Etiological spectrum of isolated ileo-cecal ulcers in patients with gastrointestinal symptoms
Background: Isolated ileo-cecal region ulcers may represent underlying Crohn’s disease, intestinal tuberculosis, bacterial infections (including typhoid), amoebiasis, eosinophilic enteritis, drug-induced sequelae, or neoplasm. Overlapping morphological and microscopic characteristics of many of these diseases make it challenging to unequivocally confirm a diagnosis.
Aims: To investigate the etiology and clinical outcomes of isolated ileo-cecal ulcers discovered during an ileocolonoscopy in patients with gastrointestinal symptoms.
Methods: Patients with isolated ileo-cecal ulcers and symptoms within the age range of 10 to 80 years were included (N = 100). Patients not giving consent (assent in case of a minor), with a prior diagnosis of tuberculosis or inflammatory bowel disease, with incomplete colonoscopy and associated colonic lesions other than ileo-cecal region were excluded from the study. Demographics, clinical information, and relevant biochemical and serological tests were recorded. During the colonoscopy, multiple biopsies were taken from the ileo-cecal ulcers for histopathological examination. Repeat ileocolonoscopy was performed as needed in consenting patients.
Results: The mean age and mean duration of symptoms were 36.0 ± 15.6 years and 18.8 ± 21.6 months, respectively. The majority of the patients presented with abdominal pain (59%), followed by diarrhea (47%), weight loss (20%), gastrointestinal bleeding (15%), and fever (11%). A history of taking non-steroidal anti-inflammatory drugs was present in only 5% of the patients. Mean hemoglobin, C-reactive protein, and albumin levels were 11.6 ± 2.8 g/dl, 6.9 ± 9.5 mg/l, and 3.7 ± 0.8 g/dl, respectively. Based on clinical, colonoscopic, and histopathological findings, initial treatment was symptomatic/antibiotics in 55%, anti-tubercular treatment in 21%, 5-aminosalicylic acid/steroids for Crohn’s disease in 13%, oral budesonide in 10% of patients, and one patient was referred for management of malignancy. Final diagnoses after 8-24 weeks of follow-up were non-specific ileitis/colitis (45%), Crohn’s disease (20%), intestinal tuberculosis (18%), infective (7%), eosinophilic ileitis/colitis (6%), non-steroidal anti-inflammatory drug-induced (2%), and amoebic and malignant in 1% of patients each.
Conclusions: The majority of patients with ileo-cecal ulcers have specific etiologies.
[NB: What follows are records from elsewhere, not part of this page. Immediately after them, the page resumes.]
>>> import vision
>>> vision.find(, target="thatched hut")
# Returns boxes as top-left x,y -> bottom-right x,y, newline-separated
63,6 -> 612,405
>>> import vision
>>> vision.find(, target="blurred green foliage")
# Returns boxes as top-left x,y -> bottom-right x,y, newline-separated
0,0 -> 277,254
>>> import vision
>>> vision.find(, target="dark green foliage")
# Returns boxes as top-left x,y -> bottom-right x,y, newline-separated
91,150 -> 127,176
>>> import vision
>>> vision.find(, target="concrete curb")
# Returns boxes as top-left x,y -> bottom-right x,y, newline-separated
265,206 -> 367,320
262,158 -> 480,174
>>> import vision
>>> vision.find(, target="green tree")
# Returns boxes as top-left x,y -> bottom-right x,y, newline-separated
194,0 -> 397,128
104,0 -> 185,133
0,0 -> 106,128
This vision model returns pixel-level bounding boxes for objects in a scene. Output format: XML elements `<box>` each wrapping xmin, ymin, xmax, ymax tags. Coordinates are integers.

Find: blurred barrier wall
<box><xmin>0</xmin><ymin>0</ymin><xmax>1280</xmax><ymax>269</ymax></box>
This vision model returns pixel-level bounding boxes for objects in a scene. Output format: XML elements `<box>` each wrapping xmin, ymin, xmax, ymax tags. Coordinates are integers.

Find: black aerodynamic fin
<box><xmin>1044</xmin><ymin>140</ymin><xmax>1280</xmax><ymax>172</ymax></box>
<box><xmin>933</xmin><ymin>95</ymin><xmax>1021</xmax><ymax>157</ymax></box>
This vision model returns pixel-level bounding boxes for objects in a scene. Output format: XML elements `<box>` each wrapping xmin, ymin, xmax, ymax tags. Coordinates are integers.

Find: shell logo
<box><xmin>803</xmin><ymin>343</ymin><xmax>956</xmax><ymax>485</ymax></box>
Non-specific ulcers at the ileo-cecal region can be managed symptomatically; however close follow-up is necessary as sometimes the ulcers may harbor an underlying specific disease.
Relevance for patients: Isolated ileo-cecal ulcers are common findings during colonoscopy in both symptomatic and asymptomatic patients. The majority of these ulcers harbor underlying significant diseases that can cause morbidity and mortality if left undiagnosed and untreated. Reaching a specific diagnosis in such cases is not straightforward, and patients are often subjected to repeat examinations.